Audio (Real-time API)

# Real-time audio requires WebSocket
import websockets
import asyncio

async def realtime_conversation():
    async with websockets.connect(
        "wss://api.openai.com/v1/realtime",
        extra_headers={"Authorization": f"Bearer {api_key}"}
    ) as ws:
        # Send audio chunks
        await ws.send(audio_chunk)
        
        # Receive audio response
        response = await ws.recv()

Practical Applications

Voice Assistants

# Natural conversation with interruption handling
async def voice_assistant():
    while True:
        # GPT-4o handles:
        # - User interruptions
        # - Emotion detection
        # - Natural pauses
        # - Tone matching
        pass

Real-time Translation

User speaks English → GPT-4o → Responds in Spanish (audio)

No intermediate text step, preserves tone and nuance.

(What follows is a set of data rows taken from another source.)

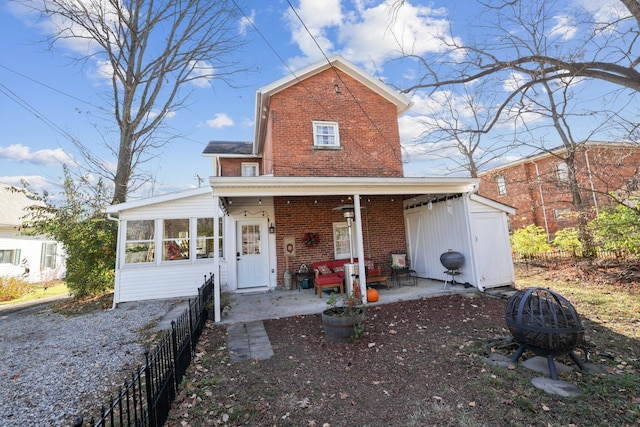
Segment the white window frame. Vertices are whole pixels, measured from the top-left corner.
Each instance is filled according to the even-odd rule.
[[[507,194],[507,177],[504,175],[496,175],[496,185],[498,186],[498,195],[504,196]]]
[[[571,208],[560,208],[553,210],[553,217],[557,222],[564,222],[569,220],[571,214]]]
[[[349,233],[349,229],[346,222],[334,222],[333,223],[333,256],[335,259],[349,258],[349,248],[344,247],[341,242],[341,236],[344,233]],[[355,229],[351,227],[351,250],[353,251],[353,257],[358,257],[358,246],[356,245],[356,233]]]
[[[558,181],[560,182],[569,181],[569,166],[566,162],[556,163],[556,175],[558,177]]]
[[[333,133],[324,132],[325,129],[332,129]],[[323,132],[321,132],[321,130]],[[340,130],[336,122],[313,122],[313,145],[314,147],[340,147]]]
[[[242,176],[259,176],[260,165],[258,162],[242,162],[240,165]],[[251,173],[248,173],[251,171]]]

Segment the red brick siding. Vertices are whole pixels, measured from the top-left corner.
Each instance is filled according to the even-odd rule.
[[[303,263],[311,267],[312,262],[334,259],[333,223],[345,222],[345,219],[342,212],[333,208],[345,204],[343,200],[340,197],[274,198],[278,286],[283,285],[286,269],[284,237],[296,239],[296,256],[289,258],[291,272],[297,271]],[[402,201],[392,202],[385,196],[363,196],[361,206],[365,256],[389,272],[390,253],[407,248]],[[318,246],[307,248],[304,245],[304,235],[308,232],[319,234]]]
[[[403,176],[395,105],[337,73],[324,71],[271,97],[266,138],[274,175]],[[338,123],[340,150],[314,149],[313,121]]]
[[[589,168],[587,168],[587,158]],[[529,224],[544,227],[546,212],[549,234],[553,236],[562,228],[577,225],[574,219],[556,221],[554,216],[555,209],[574,210],[567,186],[557,179],[556,165],[560,161],[558,158],[549,156],[535,160],[535,164],[519,163],[492,170],[481,176],[479,193],[517,209],[516,214],[510,219],[512,230]],[[540,185],[536,179],[536,165]],[[593,183],[598,206],[609,204],[611,201],[607,193],[621,188],[629,178],[638,173],[639,167],[640,149],[592,147],[588,149],[586,156],[584,151],[579,151],[576,153],[575,169],[583,203],[594,206],[594,193],[591,191]],[[498,175],[504,175],[507,183],[507,194],[502,196],[498,194],[498,186],[495,182],[495,177]],[[540,193],[544,199],[544,212]]]

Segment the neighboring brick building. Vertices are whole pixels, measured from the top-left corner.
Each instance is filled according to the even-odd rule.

# Analyze screen content in real-time
def analyze_screen(screenshot):
    return client.chat.completions.create(
        model="gpt-4o",
        messages=[
            {"role": "system", "content": "Help user with what's on screen"},
            {
                "role": "user",
                "content": [
                    {"type": "image_url", "image_url": {"url": screenshot}},
                    {"type": "text", "text": "What should I click next?"}
                ]
            }
        ]
    )

Video Analysis

# Extract frames and analyze
def analyze_video(video_path, frame_interval=30):
    frames = extract_frames(video_path, every_n=frame_interval)
    
    messages = [
        {"role": "system", "content": "Analyze this video sequence"},
        {
            "role": "user",
            "content": [
                {"type": "text", "text": "What happens in this video?"},
                *[{"type": "image_url", "image_url": {"url": f}} for f in frames]
            ]
        }
    ]
    
    return client.chat.completions.create(model="gpt-4o", messages=messages)

Pricing

Model	Input (text)	Output (text)	Input (audio)	Output (audio)
GPT-4o	$5/1M	$15/1M	$100/1M	$200/1M
GPT-4o-mini	$0.15/1M	$0.60/1M	-	-

Audio is more expensive but replaces Whisper + TTS pipeline.

GPT-4o Mini

The efficient variant:

Aspect	GPT-4o	GPT-4o Mini
Quality	Best	Good
Speed	Fast	Faster
Cost	$5/1M	$0.15/1M
Use case	Complex tasks	High volume

30x cheaper, suitable for many production workloads.

What Users Experience

Voice Mode

Interrupt mid-sentence
Laugh, sigh—model responds appropriately
Natural pacing and pauses
Emotion-aware responses

Vision Mode

Describe photos
Read and understand documents
Analyze charts and graphs
UI/UX feedback on screenshots

Building with GPT-4o

Best Practices

# 1. Use structured outputs
response = client.chat.completions.create(
    model="gpt-4o",
    response_format={"type": "json_object"},
    messages=[...]
)

# 2. Batch image analysis
def batch_analyze(images):
    # Include multiple images in one call
    # More efficient than separate calls
    pass

# 3. Stream for responsiveness
for chunk in client.chat.completions.create(
    model="gpt-4o",
    messages=[...],
    stream=True
):
    print(chunk.choices[0].delta.content, end="")

Real-time Apps

// Browser: MediaRecorder + WebSocket
const stream = await navigator.mediaDevices.getUserMedia({audio: true});
const recorder = new MediaRecorder(stream);

recorder.ondataavailable = async (e) => {
    ws.send(e.data);  // Send to GPT-4o
};

ws.onmessage = (e) => {
    playAudio(e.data);  // Play response
};

Implications

For Developers

Voice interfaces become viable
Real-time multimodal apps possible
Simpler architecture (one model)

For Products

Conversational AI that feels natural
Accessibility improvements
New interaction paradigms

For Users

Talk to AI like a person
Share what you see, get help
Faster, more natural responses

Limitations

Audio output not available in all regions
No real-time video (frame-by-frame works)
Rate limits on audio endpoints
Higher latency for audio than text

Final Thoughts

GPT-4o’s “omni” nature isn’t just a feature—it’s a paradigm shift. Multimodal AI that feels native opens new categories of applications.

The 320ms response time for voice makes AI assistants actually usable for conversation.

AI that sees, hears, and responds like a person.